Patients with ESRD have an increased risk of premature cardiovascular mortality.1
In contrast to the general population, sudden, presumed arrhythmic, cardiac death, rather than myocardial infarction or heart failure, is the most common cause of death.22,23
Modification of traditional risk factors (eg, dyslipidemia) does not alter prognosis significantly,24,25
and reversal of LVH (the most common abnormality of uremic cardiomyopathy) is difficult.6
Alternative, potentially reversible, myocardial abnormalities have been sought to provide a target for intervention that may decrease cardiovascular death in this patient population.
Against this background, we prospectively assessed the effect of additional myocardial abnormalities and clinical history on survival in a cohort of ESRD patients with LVH. In particular, we investigated the prognostic effect of LAV, which has been shown previously using echocardiography as an independent predictor of death in dialysis patients.26
LAV can be calculated reliably from 2-dimensional echocardiography and CMR measurements.14,15
We restricted this study to patients with LVH to identify other potentially modifiable characteristics that predict death in patients with ESRD and established uremic cardiomyopathy.
Elevated LAV (higher than the median) was less common in male patients. This differs from previous studies that have shown removal of sex-related differences in LAV when corrected for body size. Neither sex nor BSA had an effect on survival in our analyses. There was no significant difference in cardiovascular disease history between groups (greater or less than median LAV). Furthermore, heart rate, LVEF, LVMi, and left ventricle chamber size (at end-diastole and end-systole) were similar in both groups. This suggests that left atrial size was not a marker of reduced diastolic filling time or impaired left ventricular systolic emptying.
In the survival analysis, higher LAV was significantly associated with poorer survival (A). Multivariate analysis also showed that increased LAV/BSA and presence of LVSD independently predicted death in ESRD patients with LVH. As previously demonstrated,17
a clinical history of ischemic heart disease was a significant independent predictor of death, and kidney transplantation was independently associated with significantly improved survival.27
These data confirm previous studies investigating LAV and survival.26
However, in previous studies no analyses were performed in patients with pre-existing myocardial abnormalities. We believe that the strength of this study lies with accurate assessment of LVMi using CMR imaging, which provides an accurate, volume-independent, and reproducible method of measuring LVM.9
In the present study, LAV was not significantly correlated with LVM, suggesting that increased LAV is not caused solely by impaired atrial emptying into a large, poorly compliant, left ventricle. In other patient populations, increased LAVs are considered to reflect the long-term effects of increased ventricular filling pressures.28
Thus, when filling pressures are increased, the atria (like the ventricles) will enlarge in response to pressure and chronic volume overload.29
LAV was not associated with diastolic dysfunction in our population as measured using E:A ratio. We did not obtain tissue Doppler or pulmonary venous blood flow velocity data to fully evaluate diastolic function, and it is likely that diastolic dysfunction is common in ESRD patients with LVH. Thus, we postulate that in ESRD patients with LVH, left atrial enlargement is caused largely by diastolic dysfunction and also chronic fluid overload due to expansion in intravascular volume.

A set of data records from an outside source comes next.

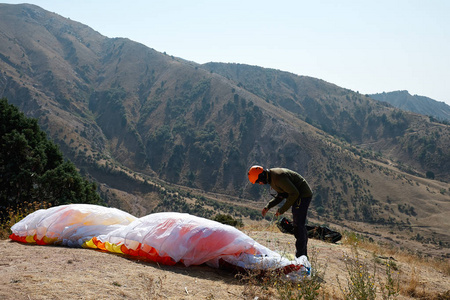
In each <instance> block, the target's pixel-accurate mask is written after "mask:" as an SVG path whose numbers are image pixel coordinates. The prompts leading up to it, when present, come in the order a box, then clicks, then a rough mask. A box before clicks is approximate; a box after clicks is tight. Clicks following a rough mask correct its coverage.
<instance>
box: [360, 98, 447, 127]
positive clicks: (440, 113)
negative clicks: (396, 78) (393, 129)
mask: <svg viewBox="0 0 450 300" xmlns="http://www.w3.org/2000/svg"><path fill="white" fill-rule="evenodd" d="M369 97H370V98H373V99H375V100H378V101H384V102H387V103H389V104H391V105H393V106H395V107H397V108H400V109H403V110H406V111H411V112H415V113H418V114H421V115H426V116H431V117H433V118H436V119H438V120H441V121H446V122H449V121H450V106H448V105H447V104H445V103H444V102H438V101H436V100H433V99H431V98H428V97H424V96H419V95H414V96H413V95H411V94H409V93H408V91H395V92H389V93H379V94H372V95H369Z"/></svg>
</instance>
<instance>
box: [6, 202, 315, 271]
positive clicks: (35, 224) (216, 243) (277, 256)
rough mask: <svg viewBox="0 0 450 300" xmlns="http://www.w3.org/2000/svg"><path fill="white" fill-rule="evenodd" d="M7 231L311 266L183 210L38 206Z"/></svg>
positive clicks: (210, 264) (201, 253) (234, 258)
mask: <svg viewBox="0 0 450 300" xmlns="http://www.w3.org/2000/svg"><path fill="white" fill-rule="evenodd" d="M11 231H12V234H11V236H10V238H11V239H12V240H15V241H19V242H25V243H38V244H42V245H47V244H61V245H65V246H70V247H85V248H94V249H101V250H106V251H109V252H114V253H120V254H126V255H132V256H136V257H138V258H142V259H147V260H151V261H155V262H159V263H162V264H167V265H173V264H176V263H183V264H184V265H185V266H190V265H200V264H204V263H206V264H208V265H210V266H213V267H216V268H218V267H220V266H221V265H224V264H228V265H231V266H235V267H237V268H242V269H261V270H268V269H280V270H282V271H284V273H292V272H294V273H299V274H300V273H301V274H305V273H306V274H309V269H310V264H309V262H308V259H307V258H306V256H302V257H300V258H296V259H295V260H293V261H291V260H288V259H287V258H285V257H282V256H281V255H280V254H279V253H277V252H275V251H272V250H270V249H268V248H267V247H265V246H263V245H261V244H259V243H258V242H256V241H255V240H253V239H252V238H250V237H249V236H248V235H246V234H244V233H243V232H242V231H240V230H238V229H236V228H234V227H232V226H229V225H224V224H221V223H219V222H216V221H212V220H208V219H205V218H200V217H196V216H193V215H190V214H185V213H174V212H167V213H155V214H150V215H147V216H145V217H142V218H136V217H134V216H132V215H130V214H128V213H126V212H124V211H121V210H119V209H115V208H107V207H102V206H96V205H89V204H69V205H62V206H57V207H53V208H50V209H46V210H38V211H36V212H34V213H32V214H30V215H28V216H27V217H26V218H24V219H23V220H21V221H20V222H18V223H17V224H15V225H14V226H13V227H12V228H11Z"/></svg>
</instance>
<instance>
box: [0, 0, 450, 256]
mask: <svg viewBox="0 0 450 300" xmlns="http://www.w3.org/2000/svg"><path fill="white" fill-rule="evenodd" d="M0 69H1V70H2V72H1V74H0V97H6V98H7V99H8V100H9V102H10V103H12V104H14V105H16V106H18V107H19V108H20V109H21V110H22V111H23V112H24V113H25V114H26V115H28V116H32V117H35V118H38V119H39V124H40V125H41V127H42V128H43V129H45V131H46V132H47V133H48V135H49V136H50V137H51V138H52V139H53V140H54V141H55V142H57V143H58V144H59V145H60V147H61V149H62V151H63V152H64V154H65V155H66V157H68V158H70V159H71V160H72V161H73V162H74V163H75V164H76V165H77V167H78V168H79V169H80V170H81V173H82V174H84V175H85V176H87V177H90V178H92V179H93V180H95V181H96V182H98V184H99V186H100V191H101V195H102V197H103V198H104V199H105V200H106V201H107V202H108V204H109V205H111V206H116V207H119V208H121V209H124V210H126V211H129V212H131V213H132V214H134V215H136V216H142V215H145V214H148V213H150V212H156V211H164V210H170V211H184V212H190V213H195V214H198V215H201V216H205V217H211V216H212V215H214V214H215V213H217V212H225V213H231V214H233V215H235V216H236V217H239V218H244V219H260V218H261V217H260V216H259V212H260V209H261V207H262V206H263V204H264V203H265V202H266V201H267V200H268V198H269V197H270V196H269V195H268V193H267V190H264V189H262V188H260V187H256V186H251V185H250V184H249V183H248V180H247V178H246V172H247V169H248V167H249V166H250V165H252V164H261V165H263V166H266V167H272V166H285V167H289V168H292V169H294V170H297V171H299V172H300V173H302V174H303V175H304V176H305V177H306V178H307V179H308V181H309V182H310V183H311V185H312V186H313V188H314V192H315V197H314V201H313V203H312V208H311V213H310V215H311V220H312V221H315V222H322V223H324V222H326V223H336V224H340V225H343V226H348V227H349V228H352V229H353V230H358V231H360V232H365V233H366V234H369V235H372V236H373V237H376V238H380V239H388V240H391V241H393V243H396V245H402V246H408V241H410V240H415V241H419V242H420V243H422V244H423V248H421V250H428V251H429V250H430V249H431V250H432V251H433V252H438V255H439V256H442V255H443V256H445V255H447V254H448V248H445V247H448V246H449V245H450V234H449V232H448V228H449V225H450V220H449V219H448V217H447V216H448V213H449V212H450V185H449V183H448V181H449V180H450V173H449V170H450V151H448V149H450V126H448V125H445V124H441V123H436V122H432V121H430V118H428V117H425V116H420V115H417V114H412V113H408V112H405V111H402V110H399V109H396V108H394V107H392V106H390V105H386V104H383V103H380V102H379V101H375V100H373V99H371V98H369V97H367V96H364V95H360V94H358V93H355V92H352V91H350V90H348V89H345V88H341V87H338V86H336V85H334V84H331V83H327V82H325V81H323V80H320V79H315V78H311V77H306V76H298V75H295V74H290V73H287V72H282V71H278V70H272V69H264V68H260V67H254V66H246V65H239V64H217V63H211V64H205V65H199V64H196V63H193V62H187V61H185V60H183V59H181V58H176V57H172V56H169V55H166V54H163V53H159V52H157V51H155V50H153V49H151V48H148V47H146V46H144V45H142V44H139V43H136V42H133V41H130V40H128V39H124V38H115V39H109V38H107V37H104V36H102V35H101V34H100V33H98V32H96V31H94V30H92V29H91V28H89V27H87V26H85V25H83V24H80V23H78V22H75V21H72V20H69V19H66V18H63V17H61V16H58V15H56V14H54V13H50V12H47V11H45V10H43V9H41V8H39V7H37V6H33V5H26V4H24V5H7V4H0ZM427 174H428V178H427ZM432 178H434V180H433V179H432ZM442 247H444V248H442Z"/></svg>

A decrease in LAV has been achieved in patients with mitral valve disease and atrial fibrillation30,31
; however, its effect on overall prognosis is unknown. Whether tight control of fluid volume status in patients with ESRD similarly decreases LAV and mortality will require a controlled clinical trial.

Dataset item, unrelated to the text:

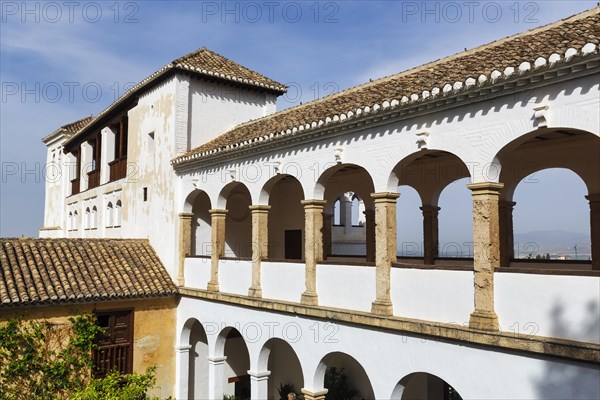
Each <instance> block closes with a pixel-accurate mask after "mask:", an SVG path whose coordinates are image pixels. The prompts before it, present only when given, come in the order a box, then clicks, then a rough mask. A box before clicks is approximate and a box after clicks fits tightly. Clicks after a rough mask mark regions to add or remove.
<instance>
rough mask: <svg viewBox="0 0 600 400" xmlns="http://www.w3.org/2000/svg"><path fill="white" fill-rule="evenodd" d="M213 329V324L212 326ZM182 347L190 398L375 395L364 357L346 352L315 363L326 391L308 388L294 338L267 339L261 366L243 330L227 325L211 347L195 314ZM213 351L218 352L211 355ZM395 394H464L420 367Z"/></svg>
mask: <svg viewBox="0 0 600 400" xmlns="http://www.w3.org/2000/svg"><path fill="white" fill-rule="evenodd" d="M210 328H211V329H212V328H214V327H210ZM182 342H183V343H187V344H184V345H182V346H180V347H179V348H178V351H179V352H180V353H183V354H185V355H186V357H182V360H183V362H185V363H186V364H187V366H188V368H187V369H186V368H182V369H181V370H182V371H185V372H186V374H187V376H184V377H182V378H183V379H182V381H181V384H182V385H183V387H182V388H181V394H183V395H184V396H185V397H186V398H190V399H205V398H219V396H218V394H219V393H222V394H223V396H235V398H237V399H239V400H248V399H250V398H258V399H275V400H276V399H284V400H285V399H287V395H288V393H295V394H296V395H297V396H302V397H303V398H304V399H306V400H324V399H325V398H328V399H332V400H347V399H351V398H357V399H358V398H360V399H374V398H375V395H374V391H373V386H372V384H371V380H370V378H369V376H368V375H367V373H366V371H365V369H364V368H363V366H362V365H361V363H360V361H358V360H356V359H355V358H354V357H352V356H351V355H349V354H346V353H343V352H335V351H334V352H330V353H328V354H326V355H324V356H323V357H322V358H321V360H320V362H319V364H318V365H317V368H316V374H315V376H314V382H315V385H316V386H317V387H322V388H323V390H321V391H316V392H315V391H310V390H307V389H305V380H309V379H311V378H310V377H305V376H304V369H303V368H302V365H301V363H300V360H299V358H298V356H297V354H296V352H295V350H294V348H293V346H292V345H291V344H289V343H288V342H286V341H285V340H283V339H280V338H271V339H268V340H267V341H266V342H265V343H264V344H263V345H262V348H261V350H260V352H259V354H258V366H259V367H258V369H259V370H258V371H253V370H251V365H256V364H255V363H254V362H251V360H250V355H249V352H248V348H247V346H246V343H245V341H244V338H243V337H242V335H241V334H240V332H239V331H238V330H237V329H236V328H234V327H225V328H223V329H222V330H221V332H219V333H218V337H217V340H216V343H215V344H214V349H212V352H211V351H209V341H208V339H207V334H206V331H205V329H204V326H203V325H202V324H201V323H200V322H198V321H197V320H195V319H192V320H189V321H187V323H186V324H185V326H184V331H183V337H182ZM209 354H214V355H213V356H209ZM390 398H391V399H398V400H410V399H431V400H462V397H461V396H460V394H459V393H458V392H457V391H456V390H455V389H454V388H453V387H452V386H451V385H450V384H448V383H447V382H445V381H444V380H443V379H441V378H440V377H437V376H435V375H432V374H429V373H425V372H415V373H412V374H409V375H407V376H405V377H403V378H402V379H400V380H399V381H398V383H397V384H396V386H395V387H394V390H393V392H392V393H390Z"/></svg>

We have previously shown that LVSD is associated with (often asymptomatic) ischemic heart disease and, in turn, poorer survival.4
This presumably is caused by occlusive large-vessel disease and inadequate growth of penetrating epicardial vessels in response to cardiac myocyte hypertrophy. Ventricular action potential propagation and recovery are impaired in the presence of LVH and LVSD, increasing the risk of ventricular re-entrant tachyarrhythmias.32,33
The prognostic benefits of improving systolic function of ESRD patients, using pharmacological approaches or modification of dialysis remain to be assessed.

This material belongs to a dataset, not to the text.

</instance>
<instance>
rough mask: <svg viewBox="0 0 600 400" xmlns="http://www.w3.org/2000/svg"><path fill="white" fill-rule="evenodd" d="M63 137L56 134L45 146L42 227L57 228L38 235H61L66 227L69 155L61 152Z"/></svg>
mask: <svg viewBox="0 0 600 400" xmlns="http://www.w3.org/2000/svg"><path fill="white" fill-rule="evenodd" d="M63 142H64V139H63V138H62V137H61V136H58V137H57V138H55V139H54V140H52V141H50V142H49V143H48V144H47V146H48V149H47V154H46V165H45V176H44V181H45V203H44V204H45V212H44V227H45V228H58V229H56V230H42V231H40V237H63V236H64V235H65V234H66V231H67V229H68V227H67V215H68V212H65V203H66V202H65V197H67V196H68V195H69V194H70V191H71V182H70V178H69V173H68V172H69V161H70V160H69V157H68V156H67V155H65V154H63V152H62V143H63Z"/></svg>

In contrast to previous studies using echocardiography to assess left ventricular dimensions,34
higher LVMi was not a significant predictor of mortality in this cohort of patients. We have previously shown inaccuracies of echocardiography measurements in patients with ESRD,35
and it is likely that the use of CMR imaging to accurately assess myocardial mass will provide more reliable prognostic information in the future.
We accept that this study has some limitations. Patients recruited to this study were being assessed for kidney transplantation and may not be representative of all patients with ESRD. However, since these patients were considered healthy enough to be considered for a kidney transplant, we believe these results would be relevant to other patients with more significant comorbid conditions. In addition, we obtained limited information regarding ventricular diastolic function in our cohort and hopefully, as more detailed methods (eg, tissue Doppler) are utilized, these data will become available.
In conclusion, in ESRD patients with LVH, increased LAV and the presence of LVSD are independent predictors of death and may provide novel factors that may be amenable to modification to improve cardiovascular prognosis.